“Thinking of migrating to the Java 2 Platform, Standard Edition 5.0, code-named Tiger? You’re not alone. Thousands of companies all over the world are giving J2SE 5.0 a try, and they like what they see. New language features, enhanced class libraries, better tool support, and desktop enhancements are just some of the reasons why many companies are making the switch. In this article, we talk with Li Moore, software engineer at Google, about his company’s switch from J2SE version 1.4 to 5.0.”
What I’m missing are some more and better layout managers. That’s one damn important thing for me. Fortunately there is Jgoodies, but why should I have to get extra packages just to build halfway decent looking GUI apps?
Agreed. Though I am looking forward to Netbeans 5 which will feature a really awesome Swing development feature set. I am rather irked that Swing has still not improved as much between 1.4 and 1.5. The annoying grey rectangle problem is still existant tho I hear that Mustang takes care of that problem.

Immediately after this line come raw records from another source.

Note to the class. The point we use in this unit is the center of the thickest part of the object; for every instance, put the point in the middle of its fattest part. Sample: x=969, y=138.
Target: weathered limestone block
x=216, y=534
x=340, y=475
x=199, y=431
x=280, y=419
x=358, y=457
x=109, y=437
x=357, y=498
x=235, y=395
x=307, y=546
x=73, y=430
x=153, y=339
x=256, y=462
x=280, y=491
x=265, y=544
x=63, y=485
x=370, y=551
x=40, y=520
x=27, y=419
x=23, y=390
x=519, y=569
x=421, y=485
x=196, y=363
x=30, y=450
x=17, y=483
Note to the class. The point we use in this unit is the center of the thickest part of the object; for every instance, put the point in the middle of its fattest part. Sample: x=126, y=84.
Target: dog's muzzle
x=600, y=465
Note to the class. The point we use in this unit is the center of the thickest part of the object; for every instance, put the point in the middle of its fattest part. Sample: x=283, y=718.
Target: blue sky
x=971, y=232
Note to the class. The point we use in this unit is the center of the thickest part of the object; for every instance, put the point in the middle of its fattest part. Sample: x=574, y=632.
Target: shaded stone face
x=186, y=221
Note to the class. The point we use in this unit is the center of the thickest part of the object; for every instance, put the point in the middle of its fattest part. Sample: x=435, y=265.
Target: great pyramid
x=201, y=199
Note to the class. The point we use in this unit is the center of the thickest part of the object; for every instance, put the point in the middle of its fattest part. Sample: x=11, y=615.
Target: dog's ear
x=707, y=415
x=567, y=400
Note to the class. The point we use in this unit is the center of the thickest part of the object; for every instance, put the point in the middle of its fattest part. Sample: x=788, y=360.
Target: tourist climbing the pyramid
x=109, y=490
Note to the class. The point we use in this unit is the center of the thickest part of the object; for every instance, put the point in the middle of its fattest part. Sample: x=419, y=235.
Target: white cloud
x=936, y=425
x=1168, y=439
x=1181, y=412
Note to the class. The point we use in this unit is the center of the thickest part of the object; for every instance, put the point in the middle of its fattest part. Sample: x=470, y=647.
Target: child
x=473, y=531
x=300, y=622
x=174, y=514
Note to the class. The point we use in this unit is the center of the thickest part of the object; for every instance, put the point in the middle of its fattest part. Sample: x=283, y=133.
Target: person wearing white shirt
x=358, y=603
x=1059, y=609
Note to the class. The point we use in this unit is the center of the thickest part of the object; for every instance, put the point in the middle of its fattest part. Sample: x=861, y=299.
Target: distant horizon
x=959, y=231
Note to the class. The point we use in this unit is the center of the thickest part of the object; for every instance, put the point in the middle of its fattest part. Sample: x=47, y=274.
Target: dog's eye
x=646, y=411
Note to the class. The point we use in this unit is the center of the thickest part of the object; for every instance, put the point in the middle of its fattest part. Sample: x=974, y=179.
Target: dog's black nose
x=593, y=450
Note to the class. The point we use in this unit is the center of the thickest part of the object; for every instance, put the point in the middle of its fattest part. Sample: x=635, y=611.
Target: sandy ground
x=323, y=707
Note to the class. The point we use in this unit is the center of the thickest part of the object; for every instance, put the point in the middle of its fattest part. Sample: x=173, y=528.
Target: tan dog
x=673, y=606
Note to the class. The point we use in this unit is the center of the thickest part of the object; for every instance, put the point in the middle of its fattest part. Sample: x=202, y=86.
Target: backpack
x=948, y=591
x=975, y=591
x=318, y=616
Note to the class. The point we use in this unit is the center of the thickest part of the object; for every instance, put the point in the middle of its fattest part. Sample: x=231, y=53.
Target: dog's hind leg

Java 5.0 is not supported for my box (PPC Linux) so how could I consider switching, well actually I am switching to Ruby. But I’m just developing toy applications and the like so I guess Sun won’t care
What’s wrong w/ Netbeans? Too expensive?
What type of a shit answer was that? Do you even know what JGoodies is?
Awesome.
At work I’ve had a little bit of work with C# and a little bit of work with Java and I’ve gotta say that the for-each loops were one of the things I really missed when I started using Java more often.
Sure, it only saves a few lines of code, but it sure gets rid of a little of the monotony that inevitably comes along when coding.
https://swing-layout.dev.java.net/
http://www.netbeans.org/community/releases/50/index.html (matisse GUI builder)
In the adoption of j2sdk5.0 was that it took Eclipse literally ages to adopt it.
In the adoption of j2sdk5.0 was that it took Eclipse literally ages to adopt it.
If you mean the 3.1 final release, then yeah, it took about six months. They had stable milestone builds fairly early on though, so it wasn’t really necessary to wait for the final – I’d been using those for ages.
If you mean the 3.1 final release, then yeah, it took about six months.
JDK 5.0 was released September 2004. Eclipse 3.1 was released June 2005.